大店の主や長屋の大家などが婚礼の場で小謡を一節謡えば賞賛され、宴席で余興に小謡を謡って次々に指名して違う小謡を謡い続け、続けられずに謡えない人は罰として一杯飲まねばならない、などという事もあったようです。

 現代のカラオケのように謡曲が使われていた時代もありましたが、その後は小唄に取って代わられ、今ではいずれもほんの一握りの方々にのみ知られる慣習となってしまいました。しかし今でも、長野などでは宴席の場にて小謡を次々に謡う、「北信流」というものが行われています。

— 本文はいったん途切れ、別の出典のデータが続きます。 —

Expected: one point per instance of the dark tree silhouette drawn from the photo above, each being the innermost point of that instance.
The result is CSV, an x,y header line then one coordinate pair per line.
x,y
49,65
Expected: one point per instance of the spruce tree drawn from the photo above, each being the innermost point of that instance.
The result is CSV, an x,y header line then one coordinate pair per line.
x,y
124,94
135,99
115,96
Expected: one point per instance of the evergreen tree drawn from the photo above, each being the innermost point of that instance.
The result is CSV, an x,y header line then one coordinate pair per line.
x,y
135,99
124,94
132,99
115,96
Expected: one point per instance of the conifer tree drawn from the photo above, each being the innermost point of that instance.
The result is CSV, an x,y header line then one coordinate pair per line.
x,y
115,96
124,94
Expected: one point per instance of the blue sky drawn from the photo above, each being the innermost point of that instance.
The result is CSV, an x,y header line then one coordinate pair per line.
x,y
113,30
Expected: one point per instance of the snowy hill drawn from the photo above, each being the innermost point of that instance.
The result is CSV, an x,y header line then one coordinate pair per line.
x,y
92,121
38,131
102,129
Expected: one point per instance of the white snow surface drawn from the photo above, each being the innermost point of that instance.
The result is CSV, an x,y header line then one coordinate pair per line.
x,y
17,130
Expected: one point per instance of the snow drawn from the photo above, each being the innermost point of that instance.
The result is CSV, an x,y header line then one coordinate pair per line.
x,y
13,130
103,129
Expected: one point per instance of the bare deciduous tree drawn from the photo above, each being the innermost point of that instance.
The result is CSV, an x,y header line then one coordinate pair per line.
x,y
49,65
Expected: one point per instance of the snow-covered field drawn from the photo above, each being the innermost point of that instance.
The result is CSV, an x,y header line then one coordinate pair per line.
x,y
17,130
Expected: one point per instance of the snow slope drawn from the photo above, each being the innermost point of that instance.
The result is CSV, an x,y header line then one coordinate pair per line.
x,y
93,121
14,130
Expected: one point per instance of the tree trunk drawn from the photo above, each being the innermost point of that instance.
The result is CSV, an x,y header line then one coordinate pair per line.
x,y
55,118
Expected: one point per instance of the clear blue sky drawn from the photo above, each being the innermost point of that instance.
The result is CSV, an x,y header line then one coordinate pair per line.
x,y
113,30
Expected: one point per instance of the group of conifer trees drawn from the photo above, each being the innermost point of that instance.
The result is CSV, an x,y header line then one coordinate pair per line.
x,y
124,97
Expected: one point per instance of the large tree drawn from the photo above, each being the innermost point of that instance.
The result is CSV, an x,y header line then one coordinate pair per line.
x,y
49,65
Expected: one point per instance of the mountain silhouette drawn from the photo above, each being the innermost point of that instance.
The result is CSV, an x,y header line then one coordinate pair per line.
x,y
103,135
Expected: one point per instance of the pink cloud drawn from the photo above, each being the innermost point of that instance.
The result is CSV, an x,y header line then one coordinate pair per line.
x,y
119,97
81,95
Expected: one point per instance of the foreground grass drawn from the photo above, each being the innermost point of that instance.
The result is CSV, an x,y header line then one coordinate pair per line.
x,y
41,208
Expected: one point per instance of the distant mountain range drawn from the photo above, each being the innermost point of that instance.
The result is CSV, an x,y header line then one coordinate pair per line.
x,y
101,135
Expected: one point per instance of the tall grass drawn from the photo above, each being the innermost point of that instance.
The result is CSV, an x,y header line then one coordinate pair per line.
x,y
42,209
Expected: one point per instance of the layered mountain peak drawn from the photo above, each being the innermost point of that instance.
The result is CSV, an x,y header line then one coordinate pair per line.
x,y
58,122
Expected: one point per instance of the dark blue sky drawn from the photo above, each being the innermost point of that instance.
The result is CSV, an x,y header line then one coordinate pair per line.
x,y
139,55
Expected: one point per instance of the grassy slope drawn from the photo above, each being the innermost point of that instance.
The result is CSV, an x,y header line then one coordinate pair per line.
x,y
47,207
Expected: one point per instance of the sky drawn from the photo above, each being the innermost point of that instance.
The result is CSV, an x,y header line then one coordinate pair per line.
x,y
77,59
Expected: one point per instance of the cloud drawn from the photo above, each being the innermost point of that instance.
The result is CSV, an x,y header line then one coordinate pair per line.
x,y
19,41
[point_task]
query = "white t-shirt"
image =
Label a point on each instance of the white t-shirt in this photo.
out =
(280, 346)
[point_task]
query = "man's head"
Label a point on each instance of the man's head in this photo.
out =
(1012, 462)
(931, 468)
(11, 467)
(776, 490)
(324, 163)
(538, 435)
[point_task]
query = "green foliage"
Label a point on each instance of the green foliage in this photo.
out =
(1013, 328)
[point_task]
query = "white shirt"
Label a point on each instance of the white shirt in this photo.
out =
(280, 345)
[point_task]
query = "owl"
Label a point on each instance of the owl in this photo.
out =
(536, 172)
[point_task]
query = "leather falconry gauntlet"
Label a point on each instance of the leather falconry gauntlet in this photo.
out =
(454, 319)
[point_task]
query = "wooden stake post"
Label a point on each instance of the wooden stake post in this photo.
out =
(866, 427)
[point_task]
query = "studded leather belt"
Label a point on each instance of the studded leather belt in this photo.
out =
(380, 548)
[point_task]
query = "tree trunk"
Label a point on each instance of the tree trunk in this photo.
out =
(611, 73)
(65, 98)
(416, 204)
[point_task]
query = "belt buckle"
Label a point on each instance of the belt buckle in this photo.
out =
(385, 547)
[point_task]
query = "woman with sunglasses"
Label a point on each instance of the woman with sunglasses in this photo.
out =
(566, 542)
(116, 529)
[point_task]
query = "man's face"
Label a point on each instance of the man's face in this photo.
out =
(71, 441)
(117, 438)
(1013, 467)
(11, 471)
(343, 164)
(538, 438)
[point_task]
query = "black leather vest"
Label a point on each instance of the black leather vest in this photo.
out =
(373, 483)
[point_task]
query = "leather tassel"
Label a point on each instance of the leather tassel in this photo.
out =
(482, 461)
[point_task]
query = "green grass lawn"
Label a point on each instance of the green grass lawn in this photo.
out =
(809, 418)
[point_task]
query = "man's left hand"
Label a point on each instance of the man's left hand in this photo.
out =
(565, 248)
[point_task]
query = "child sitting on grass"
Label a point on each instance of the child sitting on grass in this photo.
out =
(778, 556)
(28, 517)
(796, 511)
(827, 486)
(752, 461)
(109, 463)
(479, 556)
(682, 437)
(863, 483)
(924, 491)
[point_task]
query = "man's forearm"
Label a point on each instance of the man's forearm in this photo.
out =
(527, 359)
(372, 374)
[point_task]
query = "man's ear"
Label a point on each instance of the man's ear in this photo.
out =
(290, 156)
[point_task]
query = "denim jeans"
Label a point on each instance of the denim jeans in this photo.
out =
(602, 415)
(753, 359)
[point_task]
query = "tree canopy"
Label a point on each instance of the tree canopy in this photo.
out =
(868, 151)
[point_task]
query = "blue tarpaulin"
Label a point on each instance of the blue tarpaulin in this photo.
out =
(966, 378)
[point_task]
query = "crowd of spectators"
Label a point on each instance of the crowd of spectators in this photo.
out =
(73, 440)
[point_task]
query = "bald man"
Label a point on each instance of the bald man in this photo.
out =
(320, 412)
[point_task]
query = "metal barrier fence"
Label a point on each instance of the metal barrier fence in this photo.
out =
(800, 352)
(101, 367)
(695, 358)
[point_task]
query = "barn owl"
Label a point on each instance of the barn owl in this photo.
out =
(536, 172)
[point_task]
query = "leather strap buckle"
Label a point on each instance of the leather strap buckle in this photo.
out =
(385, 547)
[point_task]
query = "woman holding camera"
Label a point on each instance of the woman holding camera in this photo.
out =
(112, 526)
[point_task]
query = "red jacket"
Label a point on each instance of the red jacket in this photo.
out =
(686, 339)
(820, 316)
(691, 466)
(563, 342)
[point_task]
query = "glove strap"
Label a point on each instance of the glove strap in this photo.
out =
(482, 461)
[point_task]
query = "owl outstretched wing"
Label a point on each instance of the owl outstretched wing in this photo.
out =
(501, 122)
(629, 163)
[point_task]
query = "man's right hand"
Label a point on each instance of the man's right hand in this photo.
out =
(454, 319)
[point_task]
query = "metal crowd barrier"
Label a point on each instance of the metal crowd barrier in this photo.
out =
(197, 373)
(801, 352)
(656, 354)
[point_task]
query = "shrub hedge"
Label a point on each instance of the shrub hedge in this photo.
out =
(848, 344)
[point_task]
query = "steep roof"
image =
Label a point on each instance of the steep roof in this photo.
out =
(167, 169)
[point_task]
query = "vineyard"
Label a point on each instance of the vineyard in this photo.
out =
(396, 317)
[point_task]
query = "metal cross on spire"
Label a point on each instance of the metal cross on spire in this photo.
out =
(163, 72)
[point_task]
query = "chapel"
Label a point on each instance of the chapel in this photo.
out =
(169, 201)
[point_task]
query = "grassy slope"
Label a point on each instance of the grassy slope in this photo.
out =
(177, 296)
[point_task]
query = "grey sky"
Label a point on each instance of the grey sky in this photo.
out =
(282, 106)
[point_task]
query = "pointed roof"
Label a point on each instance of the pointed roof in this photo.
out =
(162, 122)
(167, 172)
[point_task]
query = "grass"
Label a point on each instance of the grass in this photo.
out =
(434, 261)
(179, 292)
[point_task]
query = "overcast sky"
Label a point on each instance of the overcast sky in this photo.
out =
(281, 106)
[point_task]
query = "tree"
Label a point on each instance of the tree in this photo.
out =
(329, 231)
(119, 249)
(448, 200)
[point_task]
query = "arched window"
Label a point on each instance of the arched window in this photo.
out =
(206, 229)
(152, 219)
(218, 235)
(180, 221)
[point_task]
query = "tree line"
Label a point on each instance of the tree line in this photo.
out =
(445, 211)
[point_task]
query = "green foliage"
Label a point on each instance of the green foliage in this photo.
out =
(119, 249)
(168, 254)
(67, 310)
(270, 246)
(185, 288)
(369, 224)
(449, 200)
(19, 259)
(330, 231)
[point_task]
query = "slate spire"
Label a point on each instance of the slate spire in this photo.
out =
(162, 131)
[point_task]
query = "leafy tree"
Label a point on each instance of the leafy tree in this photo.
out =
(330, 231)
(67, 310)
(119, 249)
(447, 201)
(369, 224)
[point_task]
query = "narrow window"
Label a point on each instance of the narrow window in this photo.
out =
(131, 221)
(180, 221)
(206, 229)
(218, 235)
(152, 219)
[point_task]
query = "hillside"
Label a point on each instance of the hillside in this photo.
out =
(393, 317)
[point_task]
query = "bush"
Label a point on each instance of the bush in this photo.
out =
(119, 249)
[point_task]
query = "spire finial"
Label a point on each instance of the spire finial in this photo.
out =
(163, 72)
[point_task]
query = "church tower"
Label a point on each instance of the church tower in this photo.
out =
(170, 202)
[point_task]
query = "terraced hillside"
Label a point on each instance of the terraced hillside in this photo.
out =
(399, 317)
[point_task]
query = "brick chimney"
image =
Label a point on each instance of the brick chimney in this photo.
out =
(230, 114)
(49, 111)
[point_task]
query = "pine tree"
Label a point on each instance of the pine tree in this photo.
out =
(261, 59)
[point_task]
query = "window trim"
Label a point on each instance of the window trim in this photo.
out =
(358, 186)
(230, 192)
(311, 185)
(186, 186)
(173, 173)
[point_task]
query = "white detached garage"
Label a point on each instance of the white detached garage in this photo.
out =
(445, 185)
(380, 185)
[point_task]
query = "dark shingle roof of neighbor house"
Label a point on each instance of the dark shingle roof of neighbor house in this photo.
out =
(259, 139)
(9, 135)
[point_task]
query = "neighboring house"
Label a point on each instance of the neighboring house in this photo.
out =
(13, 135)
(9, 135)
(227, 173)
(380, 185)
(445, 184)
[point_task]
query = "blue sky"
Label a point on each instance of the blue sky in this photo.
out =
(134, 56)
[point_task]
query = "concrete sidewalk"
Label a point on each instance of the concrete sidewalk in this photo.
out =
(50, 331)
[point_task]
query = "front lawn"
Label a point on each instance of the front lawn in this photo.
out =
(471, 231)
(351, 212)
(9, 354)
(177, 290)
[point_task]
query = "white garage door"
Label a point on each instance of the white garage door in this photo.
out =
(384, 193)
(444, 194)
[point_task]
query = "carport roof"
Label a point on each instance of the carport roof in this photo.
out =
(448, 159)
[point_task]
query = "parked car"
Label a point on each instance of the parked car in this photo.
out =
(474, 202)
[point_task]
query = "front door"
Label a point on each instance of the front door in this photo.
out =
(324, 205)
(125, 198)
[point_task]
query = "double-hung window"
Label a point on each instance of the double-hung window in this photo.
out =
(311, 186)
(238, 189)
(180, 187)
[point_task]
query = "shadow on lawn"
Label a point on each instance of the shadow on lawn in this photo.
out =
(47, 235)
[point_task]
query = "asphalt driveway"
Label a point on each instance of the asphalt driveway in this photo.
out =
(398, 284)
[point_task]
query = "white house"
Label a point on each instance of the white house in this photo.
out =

 さて、江戸の町では酔っ払いが深夜に“都々逸”などを唱いながら千鳥足で歩いていると、不寝番から「五月蠅い、黙れっ。」と怒鳴られたそうですが、謡曲を謡いながらですと、「お黙んなさい。」と優しく言われたなどという逸話も残っています。

 やがて大政奉還を迎え、徳川の時代が終わり武士がこの世から消えました。一番の支援者を失った能はここで滅びるものかと思われました。しかし、ヨーロッパへ留学をした日本新政府の中核を担っていた人たちが、留学先の国々において自国の特徴的・伝統的な文化・芸術をもって来賓をもてなすという文化を日本へ持ち帰りました。

 そして、これからは日本も海外の来賓者を迎えるにあたり、日本の伝統的な芸能を残さなくてはならないと考え、「国劇」が定められました。「国劇」には「能楽・歌舞伎・文楽」を定め、引き続き支援をすることにしたのです。また、当時の財閥家にも能楽の愛好者が多かったため、大名に変わる支援者として、陰になり日向になり能楽を支えて下さいました。余談ですが、財閥家の中には「家が傾くほど経費が掛かるから、能には手を出すな」といった家訓のあった家もあったそうです。

船弁慶_前16.03.10 能知会_020

 一方、国劇となった事で歌舞伎にも変化がありました。能の曲と歌舞伎の曲では似たような曲は殆どありませんでしたが、海外からの来賓者に、あまり庶民的な世話物ばかりでは具合が悪いと当時の方々が思われたのか、能の演目を次々に歌舞伎化していきました。今では人気曲となっています、「紅葉狩」や「船弁慶」、「俊寛」などがそれにあたります。また、逆に歌舞伎の演出を能に取り入れたようなものも、江戸期以降に数多く見受けられるということもあります。

江戸期では交わることが許されなかった芸能同士が、段々と混じり始めた形跡が見られることは面白いことだと思います。